Зимнее солнце сквозь искрящиеся морозные окна ложилось на лица, на одежду, на скатерть, на посуду.
Лакей с напряженно-победным лицом выхватывал, глазом не успевали моргнуть, тарелки, моментально ставил новые.
«Не лыком шиты... А то – степь, необразованность! В «Большой Московской» не лучше подадут».
Он был когда-то в Москве официантом в большом ресторане, за пьянство выдворен и, спускаясь все ниже и ниже, попал, наконец, сторожем на глухую, вновь строящуюся станцию. Теперь, облеченный во фрак, белый жилет и белоснежные нитяные перчатки, тряхнул стариной, обдавая гостей перегаром.
Полынов поднял глаза. Через стол с другого конца глядели два серые, полные странного внимания глаза.
Он не узнал этого когда-то нежного, полного любви лица, нахмурился и опустил глаза.
«Но в чем же моя вина? Ведь в том, в чем она меня обвиняет, нет и не было, никогда не было ни малейшей вины. Зачем же эта мука, это взаимное поедание?..»
Как в смертельной болезни, незаметно высасывающей человека, больной ходит, работает, говорит, смеется и все думает: «Обойдется, вот начну лечиться как следует, возьму себя в руки, на время все брошу – и тогда поправлюсь, и все пойдет по-старому», – и вдруг ахнет: смотрит в зеркало, а там – смерть; щупает себя, осматривает тело, уже нечему поправляться, – так Полынов, когда глянул на Елену Ивановну, на нее, молодую, нежную такую, обаятельную для этих мужчин, которые не знали их жизни, ахнул – того, что было, уже ничем нельзя поправить, стояла смерть их отношений.

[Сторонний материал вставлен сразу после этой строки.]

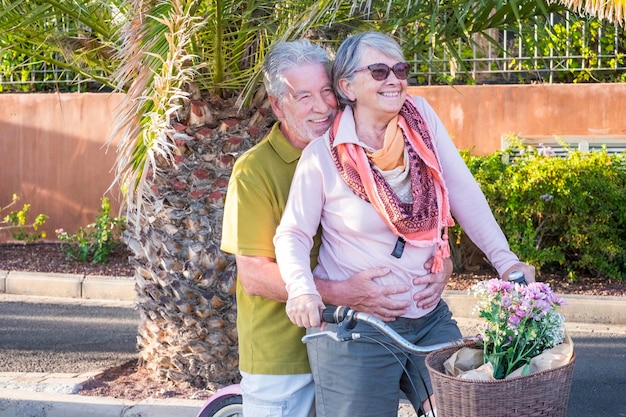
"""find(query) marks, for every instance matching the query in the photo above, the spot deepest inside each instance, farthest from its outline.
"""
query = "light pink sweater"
(354, 237)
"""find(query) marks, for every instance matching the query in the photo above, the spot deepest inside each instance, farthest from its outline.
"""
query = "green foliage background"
(558, 213)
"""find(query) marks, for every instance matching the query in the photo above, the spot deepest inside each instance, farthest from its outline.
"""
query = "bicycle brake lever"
(332, 335)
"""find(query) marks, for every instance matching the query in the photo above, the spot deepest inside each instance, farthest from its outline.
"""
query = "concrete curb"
(67, 285)
(25, 403)
(580, 308)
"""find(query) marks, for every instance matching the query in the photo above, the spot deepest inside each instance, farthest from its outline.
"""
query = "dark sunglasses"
(380, 71)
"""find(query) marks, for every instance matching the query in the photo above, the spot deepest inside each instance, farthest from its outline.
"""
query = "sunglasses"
(381, 71)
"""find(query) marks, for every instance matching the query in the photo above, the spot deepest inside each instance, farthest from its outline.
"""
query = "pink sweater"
(354, 237)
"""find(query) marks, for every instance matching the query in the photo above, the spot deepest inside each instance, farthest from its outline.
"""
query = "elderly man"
(276, 378)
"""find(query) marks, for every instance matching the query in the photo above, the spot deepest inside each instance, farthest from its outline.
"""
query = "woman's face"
(385, 96)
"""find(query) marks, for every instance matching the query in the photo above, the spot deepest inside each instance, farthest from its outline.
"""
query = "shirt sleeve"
(294, 237)
(467, 201)
(249, 217)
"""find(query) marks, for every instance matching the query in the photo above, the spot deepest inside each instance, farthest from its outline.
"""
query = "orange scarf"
(421, 221)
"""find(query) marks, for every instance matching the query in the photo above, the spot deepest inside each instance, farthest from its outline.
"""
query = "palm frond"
(156, 68)
(611, 10)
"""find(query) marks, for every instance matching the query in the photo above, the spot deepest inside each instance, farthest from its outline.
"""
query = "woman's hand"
(304, 311)
(528, 270)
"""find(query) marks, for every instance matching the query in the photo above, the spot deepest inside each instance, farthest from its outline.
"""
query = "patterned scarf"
(419, 222)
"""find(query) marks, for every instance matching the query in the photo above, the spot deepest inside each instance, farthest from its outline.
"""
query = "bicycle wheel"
(225, 407)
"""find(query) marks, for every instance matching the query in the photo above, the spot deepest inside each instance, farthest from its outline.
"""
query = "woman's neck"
(370, 129)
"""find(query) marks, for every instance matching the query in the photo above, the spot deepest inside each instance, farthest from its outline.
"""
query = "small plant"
(520, 322)
(16, 221)
(96, 241)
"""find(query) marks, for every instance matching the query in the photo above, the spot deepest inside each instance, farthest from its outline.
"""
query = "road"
(57, 335)
(48, 335)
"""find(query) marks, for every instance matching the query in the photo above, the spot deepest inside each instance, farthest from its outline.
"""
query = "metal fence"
(566, 49)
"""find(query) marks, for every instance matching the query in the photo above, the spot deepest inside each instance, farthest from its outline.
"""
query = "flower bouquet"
(522, 363)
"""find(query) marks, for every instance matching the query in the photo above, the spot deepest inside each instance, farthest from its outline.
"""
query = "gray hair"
(348, 57)
(288, 55)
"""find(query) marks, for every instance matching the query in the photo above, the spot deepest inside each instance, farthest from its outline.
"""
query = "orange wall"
(52, 155)
(478, 116)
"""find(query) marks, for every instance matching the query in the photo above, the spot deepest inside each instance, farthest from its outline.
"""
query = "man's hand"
(304, 310)
(528, 270)
(435, 283)
(361, 293)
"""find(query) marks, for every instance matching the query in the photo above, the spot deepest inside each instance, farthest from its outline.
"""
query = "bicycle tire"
(226, 407)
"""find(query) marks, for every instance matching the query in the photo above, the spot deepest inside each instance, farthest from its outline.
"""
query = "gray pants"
(364, 377)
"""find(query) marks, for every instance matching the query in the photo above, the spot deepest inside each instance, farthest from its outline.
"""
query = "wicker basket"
(542, 393)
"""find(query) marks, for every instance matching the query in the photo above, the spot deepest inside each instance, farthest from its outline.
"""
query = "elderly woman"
(384, 182)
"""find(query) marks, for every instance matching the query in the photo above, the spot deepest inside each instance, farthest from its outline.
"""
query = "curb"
(23, 403)
(67, 285)
(579, 309)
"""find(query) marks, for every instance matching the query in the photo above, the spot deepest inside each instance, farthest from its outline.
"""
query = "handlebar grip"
(517, 277)
(334, 314)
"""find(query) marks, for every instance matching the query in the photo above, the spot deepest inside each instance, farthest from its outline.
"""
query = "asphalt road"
(54, 335)
(77, 336)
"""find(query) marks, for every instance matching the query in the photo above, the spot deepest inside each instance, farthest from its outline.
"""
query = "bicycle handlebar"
(347, 318)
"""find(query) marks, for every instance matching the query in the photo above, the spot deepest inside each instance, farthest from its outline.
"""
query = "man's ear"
(276, 107)
(345, 86)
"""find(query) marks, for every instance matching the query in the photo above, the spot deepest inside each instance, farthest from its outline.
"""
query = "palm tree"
(194, 102)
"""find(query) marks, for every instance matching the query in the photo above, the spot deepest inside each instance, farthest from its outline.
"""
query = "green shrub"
(96, 241)
(16, 222)
(560, 213)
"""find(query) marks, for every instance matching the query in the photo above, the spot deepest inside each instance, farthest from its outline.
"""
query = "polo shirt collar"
(282, 146)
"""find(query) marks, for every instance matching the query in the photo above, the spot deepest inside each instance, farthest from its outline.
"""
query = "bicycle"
(227, 402)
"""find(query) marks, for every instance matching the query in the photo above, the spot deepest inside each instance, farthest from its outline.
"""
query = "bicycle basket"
(544, 393)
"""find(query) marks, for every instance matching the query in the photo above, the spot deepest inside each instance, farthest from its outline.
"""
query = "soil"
(133, 382)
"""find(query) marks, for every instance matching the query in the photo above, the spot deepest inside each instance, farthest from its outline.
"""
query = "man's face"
(309, 107)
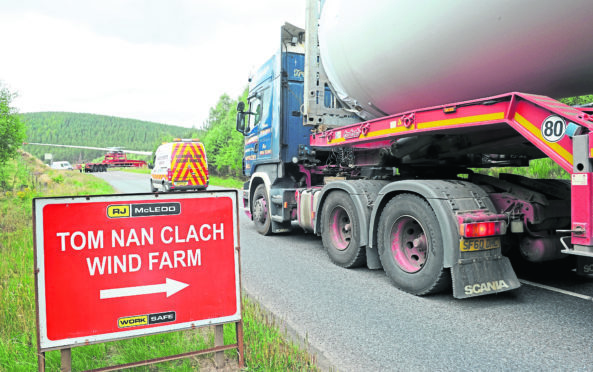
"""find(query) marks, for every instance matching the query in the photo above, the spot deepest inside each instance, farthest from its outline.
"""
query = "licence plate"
(481, 244)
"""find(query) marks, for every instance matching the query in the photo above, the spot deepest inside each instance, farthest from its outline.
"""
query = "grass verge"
(266, 348)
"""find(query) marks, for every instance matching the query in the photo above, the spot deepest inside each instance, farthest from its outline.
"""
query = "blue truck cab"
(272, 124)
(275, 137)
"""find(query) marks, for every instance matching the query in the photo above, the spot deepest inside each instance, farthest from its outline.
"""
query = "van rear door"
(189, 165)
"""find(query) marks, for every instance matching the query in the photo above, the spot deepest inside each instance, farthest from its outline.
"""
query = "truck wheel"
(340, 231)
(411, 246)
(261, 211)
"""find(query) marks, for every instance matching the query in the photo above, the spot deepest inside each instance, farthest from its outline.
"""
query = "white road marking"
(553, 289)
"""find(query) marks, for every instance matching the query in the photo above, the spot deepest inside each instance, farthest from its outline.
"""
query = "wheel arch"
(362, 194)
(443, 197)
(257, 179)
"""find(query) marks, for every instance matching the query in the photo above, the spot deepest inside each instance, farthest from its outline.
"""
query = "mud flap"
(585, 266)
(472, 278)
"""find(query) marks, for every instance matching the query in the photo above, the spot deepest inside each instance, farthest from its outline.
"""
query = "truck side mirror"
(241, 117)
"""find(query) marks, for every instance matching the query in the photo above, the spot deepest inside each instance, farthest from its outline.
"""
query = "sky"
(166, 61)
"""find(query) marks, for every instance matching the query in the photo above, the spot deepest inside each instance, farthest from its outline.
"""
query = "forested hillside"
(224, 145)
(66, 128)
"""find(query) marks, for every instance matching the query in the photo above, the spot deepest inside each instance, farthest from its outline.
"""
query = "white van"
(180, 165)
(62, 165)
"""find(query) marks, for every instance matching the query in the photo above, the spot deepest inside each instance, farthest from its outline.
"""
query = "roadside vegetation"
(266, 344)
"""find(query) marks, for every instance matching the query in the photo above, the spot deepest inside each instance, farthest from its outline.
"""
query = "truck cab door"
(258, 139)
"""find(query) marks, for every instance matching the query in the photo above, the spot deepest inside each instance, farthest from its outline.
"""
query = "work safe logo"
(138, 320)
(143, 210)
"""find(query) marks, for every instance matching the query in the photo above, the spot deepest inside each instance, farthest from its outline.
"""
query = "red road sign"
(119, 266)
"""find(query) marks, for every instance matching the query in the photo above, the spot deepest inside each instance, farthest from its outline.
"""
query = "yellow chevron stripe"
(537, 133)
(432, 124)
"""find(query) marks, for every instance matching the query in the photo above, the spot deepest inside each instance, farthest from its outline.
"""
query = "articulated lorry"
(114, 158)
(371, 127)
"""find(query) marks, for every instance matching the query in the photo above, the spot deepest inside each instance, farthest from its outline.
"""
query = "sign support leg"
(219, 341)
(41, 361)
(66, 360)
(239, 333)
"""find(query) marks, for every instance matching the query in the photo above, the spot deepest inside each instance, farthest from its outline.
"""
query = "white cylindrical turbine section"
(391, 56)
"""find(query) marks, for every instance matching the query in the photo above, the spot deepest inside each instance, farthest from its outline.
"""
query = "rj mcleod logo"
(143, 210)
(117, 211)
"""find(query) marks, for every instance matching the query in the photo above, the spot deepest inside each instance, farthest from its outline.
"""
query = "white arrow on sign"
(170, 287)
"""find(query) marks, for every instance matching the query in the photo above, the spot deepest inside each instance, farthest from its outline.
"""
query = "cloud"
(115, 60)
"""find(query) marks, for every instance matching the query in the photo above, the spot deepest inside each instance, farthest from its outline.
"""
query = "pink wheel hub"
(340, 227)
(260, 210)
(409, 245)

Но как в смертельной болезни, как бы человека ни убеждали, какие бы неумолимые доводы ни приводили, что конец, что ничем уже себя не спасешь, – больной с тем же упорством, с тем же невытравимым отчаянием надежды хватается: «Вот только возьму себя в руки, вот только серьезно займусь лечением...» – так Полынов хватался за спасение своей личной жизни.
Ведь эта женщина принесла ему счастье; то счастье, которое не замечаешь, как свой глаз, как свое тело, как ум, которое – все, когда потеряешь. И разве он не понял, что выше страсти, выше красоты та интимная, ничем не заменимая близость к женщине, все значение которой он только теперь понял и так расточительно тратил, не ценя прежде?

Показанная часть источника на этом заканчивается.